Le salut est arrivé lorsque le collectif français Accueillir les Afghanes a mis en lien Hafsa et les quatre autres exilées avec le consulat de France à Islamabad. Celui-ci ne conditionne pas l’entretien pour l’asile à l’obtention du visa pakistanais. Ces derniers mois, les femmes isolées ont même plutôt été considérées comme prioritaires pour les entretiens. Le blocage est intervenu plus tard au ministère de l’Intérieur français. Malgré la mobilisation importante, notamment de féministes comme Virginie Despentes ou Lauren Bastide, les délais d’attente peuvent durer jusqu’à neuf mois. De son côté, Beauvau affirme que 13 000 ressortissants afghans et afghanes ont pu légalement gagner la France depuis août 2021. Un chiffre trompeur, car la moitié concerne des regroupements familiaux, qui relèvent du droit français. L’autre comprend principalement les évacués de l’opération Apagan, mise en place au retour des talibans, pour les Afghans ayant travaillé ou collaboré avec les Français, ainsi que leurs familles.

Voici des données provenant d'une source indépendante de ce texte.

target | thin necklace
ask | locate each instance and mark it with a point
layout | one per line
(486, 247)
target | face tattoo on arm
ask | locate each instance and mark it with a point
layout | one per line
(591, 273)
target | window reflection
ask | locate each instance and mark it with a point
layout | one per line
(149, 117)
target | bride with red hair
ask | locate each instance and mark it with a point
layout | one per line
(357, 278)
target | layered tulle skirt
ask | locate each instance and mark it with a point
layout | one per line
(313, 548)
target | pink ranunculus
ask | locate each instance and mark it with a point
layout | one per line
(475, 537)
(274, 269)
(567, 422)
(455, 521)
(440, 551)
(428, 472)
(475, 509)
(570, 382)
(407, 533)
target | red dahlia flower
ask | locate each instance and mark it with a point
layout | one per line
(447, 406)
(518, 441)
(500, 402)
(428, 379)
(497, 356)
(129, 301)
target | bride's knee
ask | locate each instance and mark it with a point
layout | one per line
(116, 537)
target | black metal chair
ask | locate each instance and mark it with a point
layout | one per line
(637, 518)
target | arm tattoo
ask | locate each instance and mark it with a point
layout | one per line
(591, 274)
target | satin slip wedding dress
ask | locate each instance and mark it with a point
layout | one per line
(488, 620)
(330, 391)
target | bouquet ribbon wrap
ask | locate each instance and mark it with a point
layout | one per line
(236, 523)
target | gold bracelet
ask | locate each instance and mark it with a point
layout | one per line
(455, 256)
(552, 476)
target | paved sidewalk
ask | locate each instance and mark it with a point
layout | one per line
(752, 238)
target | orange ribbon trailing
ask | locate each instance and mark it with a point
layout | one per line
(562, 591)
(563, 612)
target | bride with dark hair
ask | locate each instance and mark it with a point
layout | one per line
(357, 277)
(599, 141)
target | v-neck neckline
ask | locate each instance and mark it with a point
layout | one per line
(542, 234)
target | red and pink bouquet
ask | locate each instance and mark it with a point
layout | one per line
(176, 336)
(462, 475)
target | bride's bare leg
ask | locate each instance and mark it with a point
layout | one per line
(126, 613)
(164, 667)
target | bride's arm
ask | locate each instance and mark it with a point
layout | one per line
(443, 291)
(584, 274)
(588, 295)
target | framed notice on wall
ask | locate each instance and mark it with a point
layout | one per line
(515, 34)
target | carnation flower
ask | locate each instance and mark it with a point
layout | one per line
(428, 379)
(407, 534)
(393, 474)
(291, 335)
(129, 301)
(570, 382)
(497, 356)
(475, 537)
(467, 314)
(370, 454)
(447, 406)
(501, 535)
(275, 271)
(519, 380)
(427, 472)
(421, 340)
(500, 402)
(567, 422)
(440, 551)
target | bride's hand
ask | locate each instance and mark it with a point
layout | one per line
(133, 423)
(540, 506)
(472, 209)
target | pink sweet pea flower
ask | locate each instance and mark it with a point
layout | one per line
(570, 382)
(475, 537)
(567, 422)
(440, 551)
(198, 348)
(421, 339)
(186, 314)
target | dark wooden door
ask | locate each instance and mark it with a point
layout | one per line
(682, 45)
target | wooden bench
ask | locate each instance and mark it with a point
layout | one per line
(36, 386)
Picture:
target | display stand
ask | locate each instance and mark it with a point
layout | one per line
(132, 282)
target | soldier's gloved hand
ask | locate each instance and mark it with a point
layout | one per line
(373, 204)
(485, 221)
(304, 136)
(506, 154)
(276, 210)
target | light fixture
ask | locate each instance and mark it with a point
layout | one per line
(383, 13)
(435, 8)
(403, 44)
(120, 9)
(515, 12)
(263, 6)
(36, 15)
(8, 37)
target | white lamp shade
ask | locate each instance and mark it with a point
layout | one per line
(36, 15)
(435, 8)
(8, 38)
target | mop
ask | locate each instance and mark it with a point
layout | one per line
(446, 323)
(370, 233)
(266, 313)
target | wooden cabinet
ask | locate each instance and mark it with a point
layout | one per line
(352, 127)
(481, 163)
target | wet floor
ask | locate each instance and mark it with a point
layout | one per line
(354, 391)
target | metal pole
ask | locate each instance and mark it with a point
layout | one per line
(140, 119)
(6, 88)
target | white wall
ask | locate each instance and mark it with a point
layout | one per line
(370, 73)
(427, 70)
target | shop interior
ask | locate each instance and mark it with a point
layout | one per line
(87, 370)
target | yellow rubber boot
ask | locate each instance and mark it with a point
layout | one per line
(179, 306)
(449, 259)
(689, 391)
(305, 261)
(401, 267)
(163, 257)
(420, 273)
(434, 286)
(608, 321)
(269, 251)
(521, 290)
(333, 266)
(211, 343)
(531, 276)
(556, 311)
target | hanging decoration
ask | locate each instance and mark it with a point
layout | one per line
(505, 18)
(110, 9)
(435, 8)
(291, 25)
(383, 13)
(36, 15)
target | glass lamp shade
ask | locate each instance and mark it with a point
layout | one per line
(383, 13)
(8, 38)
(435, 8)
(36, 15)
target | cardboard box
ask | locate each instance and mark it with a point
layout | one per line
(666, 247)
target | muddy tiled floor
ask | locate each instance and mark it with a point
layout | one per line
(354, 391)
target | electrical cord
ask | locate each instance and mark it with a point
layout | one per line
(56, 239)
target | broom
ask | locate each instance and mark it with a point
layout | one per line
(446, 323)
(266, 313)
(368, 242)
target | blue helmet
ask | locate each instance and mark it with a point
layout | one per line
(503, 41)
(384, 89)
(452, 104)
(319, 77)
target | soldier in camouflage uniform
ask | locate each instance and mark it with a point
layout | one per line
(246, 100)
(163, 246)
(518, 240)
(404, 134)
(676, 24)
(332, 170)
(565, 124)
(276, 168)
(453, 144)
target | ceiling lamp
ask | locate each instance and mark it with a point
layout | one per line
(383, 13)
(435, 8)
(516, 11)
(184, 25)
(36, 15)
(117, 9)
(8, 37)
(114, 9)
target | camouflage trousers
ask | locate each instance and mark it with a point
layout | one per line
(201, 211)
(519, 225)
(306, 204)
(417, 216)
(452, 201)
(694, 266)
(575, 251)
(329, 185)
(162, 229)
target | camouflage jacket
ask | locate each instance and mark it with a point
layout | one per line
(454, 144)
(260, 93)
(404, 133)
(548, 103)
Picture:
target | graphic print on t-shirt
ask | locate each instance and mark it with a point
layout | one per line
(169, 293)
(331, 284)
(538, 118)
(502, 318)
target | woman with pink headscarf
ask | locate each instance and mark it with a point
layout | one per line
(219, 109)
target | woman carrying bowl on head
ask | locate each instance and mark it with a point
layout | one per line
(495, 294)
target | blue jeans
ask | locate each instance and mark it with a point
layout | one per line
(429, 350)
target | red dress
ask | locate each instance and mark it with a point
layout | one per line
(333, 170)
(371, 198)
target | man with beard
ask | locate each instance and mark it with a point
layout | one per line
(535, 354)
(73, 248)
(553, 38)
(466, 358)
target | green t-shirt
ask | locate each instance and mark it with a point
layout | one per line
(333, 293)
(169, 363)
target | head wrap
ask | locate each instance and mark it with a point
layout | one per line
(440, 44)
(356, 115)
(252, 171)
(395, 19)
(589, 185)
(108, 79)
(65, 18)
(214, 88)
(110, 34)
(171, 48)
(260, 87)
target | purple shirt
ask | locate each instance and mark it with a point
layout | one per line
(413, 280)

Pour Hafsa, Naveen, Zakia, Muzghan et ses enfants, l’avenir se dessine plus serein. Les rendez-vous en cours à l’Ofpra devraient leur permettre l’obtention rapide d’un titre de séjour de réfugié. Même si les centres d’hébergement sont un peu sinistres, aucune ne s’en plaint. À la moindre occasion, elles prennent le thé ensemble et rêvent d’un Afghanistan futur où les femmes auront un plein accès à l’éducation, à l’emploi, à l’espace public. Un pays où elles pourront vivre libres.
1— Voir le rapport d’Amnesty International, Ils ne nous traitent pas comme des humains, août 2022, sur les expulsions aux frontières.